Itu tak lepas dari perusahaan-perusahaan yang beroperasi di sekitarnya. Sehingga membuat kualitas air menurun. Apalagi jika habis hujan, kondisi air seperti lumpur di belender. Selain itu, peternak ikan pernah mengganti air kolam ikannya dengan air sungai. Namun, hanya beberapa menit menggunakan air sungai ikan di kolam banyak yang mati.
Menanggapi ini, Bupati Kutim Ardiansyah Sulaiman tidak menampik hal itu. Namun, itu dianggapnya wajar. Apalagi jika kondisi puluhan tahun lalu dibandingkan dengan yang terjadi sekarang. “Pembangunan terus meningkat.

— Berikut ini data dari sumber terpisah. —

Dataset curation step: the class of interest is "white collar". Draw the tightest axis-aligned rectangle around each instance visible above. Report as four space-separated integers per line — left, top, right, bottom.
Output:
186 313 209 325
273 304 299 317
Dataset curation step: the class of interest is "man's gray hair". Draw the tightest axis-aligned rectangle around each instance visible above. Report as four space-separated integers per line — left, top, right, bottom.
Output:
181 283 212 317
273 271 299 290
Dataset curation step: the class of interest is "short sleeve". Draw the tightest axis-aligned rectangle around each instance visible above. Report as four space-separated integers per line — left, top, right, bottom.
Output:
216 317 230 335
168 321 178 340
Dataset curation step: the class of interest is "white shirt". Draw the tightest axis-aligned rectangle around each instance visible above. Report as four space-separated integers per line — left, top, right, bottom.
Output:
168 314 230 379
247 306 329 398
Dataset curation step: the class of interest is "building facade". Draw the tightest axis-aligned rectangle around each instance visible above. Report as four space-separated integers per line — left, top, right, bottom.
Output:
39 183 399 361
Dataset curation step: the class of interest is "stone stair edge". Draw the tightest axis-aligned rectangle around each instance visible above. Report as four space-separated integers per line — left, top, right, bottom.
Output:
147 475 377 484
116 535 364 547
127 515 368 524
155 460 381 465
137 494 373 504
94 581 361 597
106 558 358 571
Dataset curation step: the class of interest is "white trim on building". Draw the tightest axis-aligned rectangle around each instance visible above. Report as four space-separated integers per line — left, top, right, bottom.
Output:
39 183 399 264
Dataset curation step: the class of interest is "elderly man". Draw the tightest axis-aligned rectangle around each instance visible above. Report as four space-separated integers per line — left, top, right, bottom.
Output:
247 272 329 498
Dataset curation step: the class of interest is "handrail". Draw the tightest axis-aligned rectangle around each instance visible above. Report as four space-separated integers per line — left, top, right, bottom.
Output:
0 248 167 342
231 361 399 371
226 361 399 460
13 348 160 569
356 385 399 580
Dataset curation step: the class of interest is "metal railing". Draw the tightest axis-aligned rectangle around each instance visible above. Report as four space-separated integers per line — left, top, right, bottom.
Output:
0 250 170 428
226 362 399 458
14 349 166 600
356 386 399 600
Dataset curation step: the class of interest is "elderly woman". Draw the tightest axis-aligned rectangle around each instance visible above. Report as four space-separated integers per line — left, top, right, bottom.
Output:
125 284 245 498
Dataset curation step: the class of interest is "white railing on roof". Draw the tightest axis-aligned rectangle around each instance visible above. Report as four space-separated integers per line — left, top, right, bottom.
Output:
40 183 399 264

Ini dampak dari pembangunan,” ujarnya.
Dia mencontohkan, pada 1970-1990, warga Sangatta masih berani mandi di sungai. Hal tersebut biasa terjadi dan aman. Sekarang tidak ada yang berani mandi di sana. Selain itu, Sungai Mahakam, ketika masih duduk di bangku SMP. Dia pernah mandi sambil meminum air Sungai Mahakam. Hal tersebut dirasanya aman.

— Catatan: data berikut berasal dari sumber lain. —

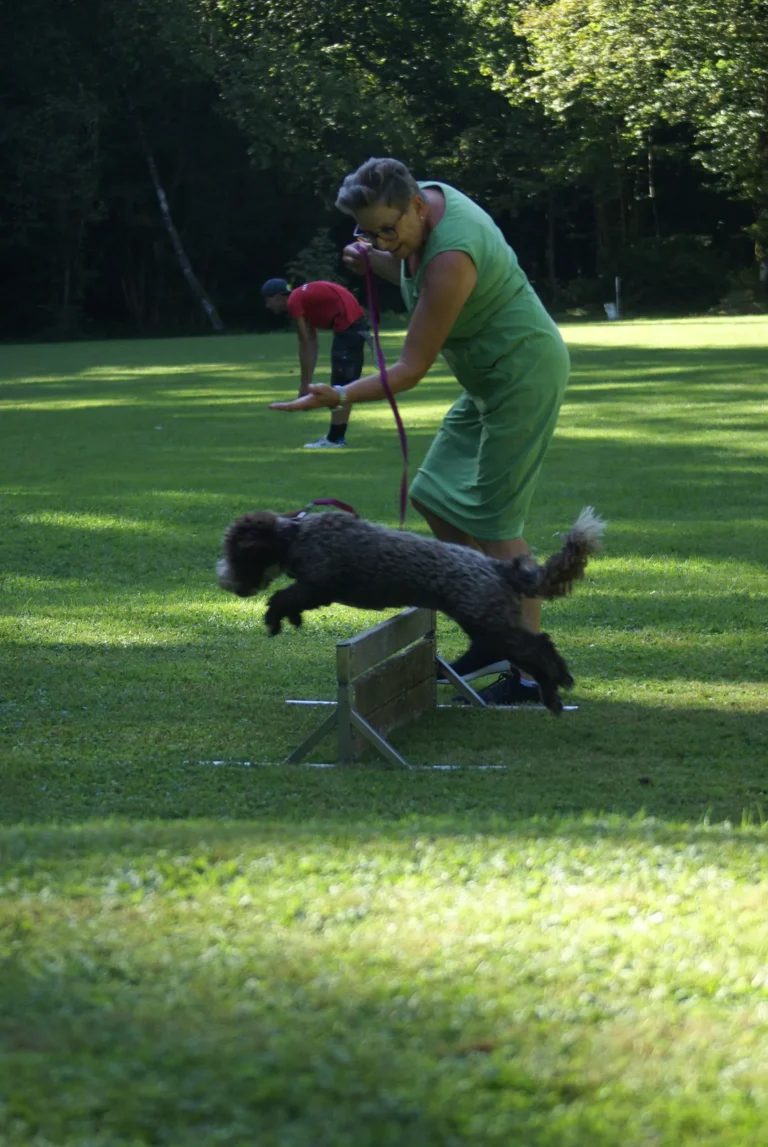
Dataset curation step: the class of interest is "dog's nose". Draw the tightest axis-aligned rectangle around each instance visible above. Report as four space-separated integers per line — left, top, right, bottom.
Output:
215 557 237 593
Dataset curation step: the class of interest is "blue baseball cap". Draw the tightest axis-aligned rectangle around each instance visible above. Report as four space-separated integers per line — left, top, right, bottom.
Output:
261 279 291 298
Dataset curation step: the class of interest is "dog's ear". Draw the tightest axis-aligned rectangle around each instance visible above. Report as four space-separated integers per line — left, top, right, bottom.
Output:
224 509 277 554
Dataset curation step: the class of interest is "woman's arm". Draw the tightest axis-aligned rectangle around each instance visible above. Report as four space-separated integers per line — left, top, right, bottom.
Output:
271 251 477 411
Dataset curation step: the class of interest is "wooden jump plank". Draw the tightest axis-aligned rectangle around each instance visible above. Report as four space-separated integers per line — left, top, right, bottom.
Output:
336 609 434 685
352 638 437 727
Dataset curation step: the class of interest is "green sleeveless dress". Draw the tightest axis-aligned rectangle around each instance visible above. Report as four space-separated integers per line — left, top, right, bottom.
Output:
400 180 570 541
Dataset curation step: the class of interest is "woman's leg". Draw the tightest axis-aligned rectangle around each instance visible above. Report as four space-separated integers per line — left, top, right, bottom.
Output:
410 498 483 549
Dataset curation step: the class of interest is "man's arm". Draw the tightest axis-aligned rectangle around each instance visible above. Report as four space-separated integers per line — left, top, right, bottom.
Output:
296 314 318 396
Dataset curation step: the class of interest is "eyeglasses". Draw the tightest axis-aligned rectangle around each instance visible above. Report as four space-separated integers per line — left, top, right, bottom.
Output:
354 209 407 247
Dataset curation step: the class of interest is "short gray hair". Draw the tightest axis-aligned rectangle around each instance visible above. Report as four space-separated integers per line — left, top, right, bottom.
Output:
336 158 420 214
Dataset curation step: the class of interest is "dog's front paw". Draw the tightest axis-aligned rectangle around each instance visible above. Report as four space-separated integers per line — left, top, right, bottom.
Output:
544 693 563 717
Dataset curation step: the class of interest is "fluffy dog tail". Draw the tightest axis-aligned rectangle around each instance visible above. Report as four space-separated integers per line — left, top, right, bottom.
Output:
506 506 605 598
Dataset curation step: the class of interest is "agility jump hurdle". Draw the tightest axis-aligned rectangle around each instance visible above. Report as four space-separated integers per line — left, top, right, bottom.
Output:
283 609 485 768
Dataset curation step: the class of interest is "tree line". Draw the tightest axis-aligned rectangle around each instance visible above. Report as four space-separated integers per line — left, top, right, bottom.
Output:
0 0 768 338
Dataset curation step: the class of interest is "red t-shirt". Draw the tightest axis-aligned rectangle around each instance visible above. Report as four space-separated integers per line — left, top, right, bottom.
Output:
288 282 366 331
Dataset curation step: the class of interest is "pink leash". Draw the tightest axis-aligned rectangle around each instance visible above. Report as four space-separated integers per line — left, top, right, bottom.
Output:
358 243 408 529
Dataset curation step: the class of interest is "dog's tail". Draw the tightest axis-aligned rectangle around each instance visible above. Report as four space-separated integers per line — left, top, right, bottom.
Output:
504 506 605 598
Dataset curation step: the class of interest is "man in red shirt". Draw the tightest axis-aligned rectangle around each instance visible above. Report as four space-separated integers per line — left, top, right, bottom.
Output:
261 279 371 450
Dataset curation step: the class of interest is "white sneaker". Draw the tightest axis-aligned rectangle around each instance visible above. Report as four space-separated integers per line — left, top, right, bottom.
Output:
304 435 346 450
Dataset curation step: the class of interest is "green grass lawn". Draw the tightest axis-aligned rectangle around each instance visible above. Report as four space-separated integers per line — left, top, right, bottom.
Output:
0 318 768 1147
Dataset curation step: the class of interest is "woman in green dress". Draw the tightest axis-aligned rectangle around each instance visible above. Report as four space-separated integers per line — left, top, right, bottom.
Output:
272 158 570 704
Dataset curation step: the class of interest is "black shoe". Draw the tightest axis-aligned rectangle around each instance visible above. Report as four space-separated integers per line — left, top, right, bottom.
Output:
452 670 543 707
438 645 511 685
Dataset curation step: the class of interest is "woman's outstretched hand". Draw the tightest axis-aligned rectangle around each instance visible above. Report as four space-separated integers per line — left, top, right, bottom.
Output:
269 382 339 414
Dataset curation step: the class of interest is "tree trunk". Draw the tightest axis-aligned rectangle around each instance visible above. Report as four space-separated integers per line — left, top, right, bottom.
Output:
134 116 224 330
547 189 557 302
648 132 661 239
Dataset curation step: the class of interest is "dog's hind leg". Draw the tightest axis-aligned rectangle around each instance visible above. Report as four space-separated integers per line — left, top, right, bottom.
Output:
264 582 331 638
504 629 573 713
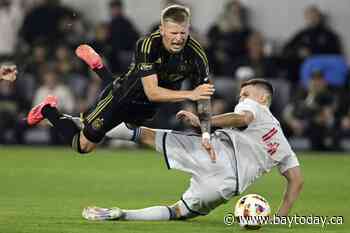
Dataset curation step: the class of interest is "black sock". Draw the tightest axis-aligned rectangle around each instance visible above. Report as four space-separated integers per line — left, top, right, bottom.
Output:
41 105 80 145
93 66 114 83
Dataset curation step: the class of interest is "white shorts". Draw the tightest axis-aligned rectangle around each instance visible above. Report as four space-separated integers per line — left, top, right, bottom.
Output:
156 131 237 215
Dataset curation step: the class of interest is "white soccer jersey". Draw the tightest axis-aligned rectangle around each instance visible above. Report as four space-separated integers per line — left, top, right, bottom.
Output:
219 98 299 193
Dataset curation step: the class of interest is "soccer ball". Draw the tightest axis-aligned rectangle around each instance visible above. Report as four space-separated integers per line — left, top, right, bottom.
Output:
235 194 271 229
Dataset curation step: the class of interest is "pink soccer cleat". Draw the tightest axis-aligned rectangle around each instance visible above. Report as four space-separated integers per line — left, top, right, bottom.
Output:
27 95 58 126
75 44 103 69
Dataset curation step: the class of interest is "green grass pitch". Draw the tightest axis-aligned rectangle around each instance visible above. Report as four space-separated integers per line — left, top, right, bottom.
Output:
0 147 350 233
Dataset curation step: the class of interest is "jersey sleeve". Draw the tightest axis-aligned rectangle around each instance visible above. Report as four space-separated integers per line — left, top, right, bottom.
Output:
234 98 258 119
277 152 299 174
134 37 157 77
188 37 209 86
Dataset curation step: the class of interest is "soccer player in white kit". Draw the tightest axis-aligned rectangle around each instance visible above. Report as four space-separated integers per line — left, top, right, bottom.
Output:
83 79 303 221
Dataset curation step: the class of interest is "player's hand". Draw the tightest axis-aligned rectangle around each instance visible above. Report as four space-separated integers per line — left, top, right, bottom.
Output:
189 84 215 101
0 65 17 82
202 133 216 163
176 110 201 128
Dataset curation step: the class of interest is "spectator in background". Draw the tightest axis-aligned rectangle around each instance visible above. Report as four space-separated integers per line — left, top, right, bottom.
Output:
109 0 139 74
208 0 251 76
25 44 49 77
283 5 342 82
54 44 88 99
58 9 87 47
21 0 75 46
231 32 278 79
33 67 76 114
33 64 76 145
234 32 290 117
0 81 29 144
284 71 338 150
90 23 112 60
0 0 24 61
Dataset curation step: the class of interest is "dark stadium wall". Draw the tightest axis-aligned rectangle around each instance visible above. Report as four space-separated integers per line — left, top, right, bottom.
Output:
62 0 350 59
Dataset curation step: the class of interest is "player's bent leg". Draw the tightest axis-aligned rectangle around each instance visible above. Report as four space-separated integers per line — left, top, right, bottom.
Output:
169 200 200 220
72 131 96 154
139 127 157 148
82 201 198 221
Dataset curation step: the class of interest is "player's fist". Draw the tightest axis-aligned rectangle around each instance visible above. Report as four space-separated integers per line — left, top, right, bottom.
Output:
176 110 201 128
0 65 17 82
190 84 215 101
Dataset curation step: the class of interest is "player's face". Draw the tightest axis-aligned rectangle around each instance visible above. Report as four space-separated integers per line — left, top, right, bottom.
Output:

“Sekarang sudah tidak bisa. Karena dampak dari pembangunan. Mau tidak mau seperti itu. Sedikit tidaknya akan memberi perubahan,” ungkapnya.
Tetapi yang menjadi persoalan, sejauh mana dampaknya terhadap ekosistem. Apakah secara signifikan menganggu kelangsungan ekosistem. Apabila demikian, maka akan menjadi perhitungan nantinya. Tapi kalau tidak signifikan atau biasa saja. Misalnya, ada 6 kilogram ikan mati, itu tidak signifikan.
“Tapi. jika dilihat ribuan ikan mengapung, ini baru diperhatikan. Bisa jadi ada kejadian pencemaran limbah dengan volume besar,” sebutnya.
Dia kembali mencontoh peristiwa 2013 silam. Banyak ikan mati di Sungai Sangatta. Ternyata ketika diperiksa ada kebocoran limbah PT KPC. Dirinya yang kala itu menjabat sebagai Bupati Kutim, menurunkan Dinas Lingkungan Hidup. Ketika diperiksa memang berdampak sangat signifikan.
“Kemudian diminta memperbaiki. Jadi, yang namanya kerusakan lingkungan dan sebagainya, dilihat signifikansi dampaknya. Kalau hanya beberapa ekor, itu biasa saja. Tapi kalau sudah ribuan, wajib menjadi perhatian,” pungkasnya. (adv/dy/yd)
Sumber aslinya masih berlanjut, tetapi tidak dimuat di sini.